Feijoada Cooking Lesson
I'm having a lot of cooking lessons these last few weeks before I leave Brazil. This month I learned the basics for making feijoada, that wonderful bean and meat stew that's practically synonymous with "Brazilian food" (note: I first blogged about it on August 15).
Here is a quick summary:
On Friday, Nov. 9, 2007, Claudia Lima, her co-worker friend Ilda De Sousa Batista and I went to downtown’s sprawling, lively Mercado Central (Central Market) to buy the ingredients for Sunday’s feijoada party.
Our first stop was at what they assured me was THE BEST place in Belo Horizonte to buy the meat: O Rei da Feijoada Ltda. (the King of Feijoada). This was the first step in untangling the mysteries of all the smoked and salted meats that are integral to this dish.
Upon arriving at O Rei da Feijoada, they hand you a paper over the counter with a chart that lists 19 ingredients to choose from (in Portuguese, of course). We took 9 items, including a special sausage for an appetizer (tiragosto)

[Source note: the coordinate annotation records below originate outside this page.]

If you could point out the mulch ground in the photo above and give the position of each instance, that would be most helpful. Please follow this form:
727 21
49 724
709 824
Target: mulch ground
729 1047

There we picked, taken from the receipt, as well as I can tell:
Feijao preto (black beans) 2 pkgs (1 kilo each)
Lingua suina salgada (.815 K)
Pe suina salgada (1 K) [salted pig’s feet]

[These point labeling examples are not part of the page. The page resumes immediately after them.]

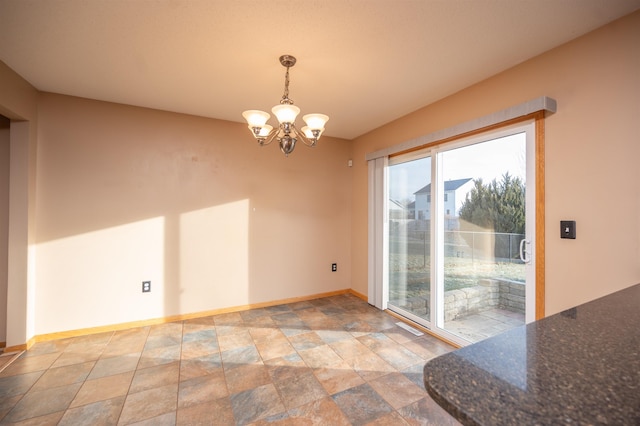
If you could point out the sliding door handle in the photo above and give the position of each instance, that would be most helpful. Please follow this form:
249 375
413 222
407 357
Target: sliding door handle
524 254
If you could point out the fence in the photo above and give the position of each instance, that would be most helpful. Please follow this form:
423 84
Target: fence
411 238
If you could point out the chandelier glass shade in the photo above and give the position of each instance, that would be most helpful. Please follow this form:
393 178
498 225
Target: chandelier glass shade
286 133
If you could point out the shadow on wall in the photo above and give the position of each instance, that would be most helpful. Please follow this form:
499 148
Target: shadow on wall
127 194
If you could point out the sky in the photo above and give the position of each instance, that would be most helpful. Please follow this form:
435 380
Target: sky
487 160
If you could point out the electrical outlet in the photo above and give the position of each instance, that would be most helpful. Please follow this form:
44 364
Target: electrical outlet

Lombo defumado (1.1 K) [smoked pork loin]
Costela defumada inteira (1.15 K) [smoked pork ribs]
Linguica defumado ext. gros (.92 K)
Charque trazeiro (1.1 K) [smoked beef]
Rabo Suino salgado (.4 K) [salted pork tail]
Linguica Paio Edtra (.78 K) (special pork sausage)
Bacon Extra (.25 K)
Next Ilda went and bought some special Minas cachaça (Joao Mendes, or JM) for the caipirinhas while Claudia and I went to by the long grain rice (arroz), some vegetable oil (oleo) and salt. Then we went for fresh produce and fruits. Some couve (this is usually referred to as kale or collard greens).
Ilda spent Saturday de-salting and cooking of the salted meats, and pounding the garlic and salt and generally doing the prep for much of Sunday's work, when we actually cooked the beans and meats together (sautéing each of the sausages and smoked meats separately before adding them to the beans and salted meats), prepared the side dishes, etc. On Sunday Ilda and her sister Inesia de Sousa Batista and I arrived early at Claudia's apartment with cooking equipment and ingredients. We set up in the huge but private indoor-outdoor space for parties and people began arriving beginning mid-morning to early afternoon. There was a lot of fellowship, snacks and drinks to get people in the mood. Throughout the afternoon, Sonya Rocha played a few songs on her guitar, and by the end of the fun, relaxing (if busy) day, I felt more connected to Brazil than ever before.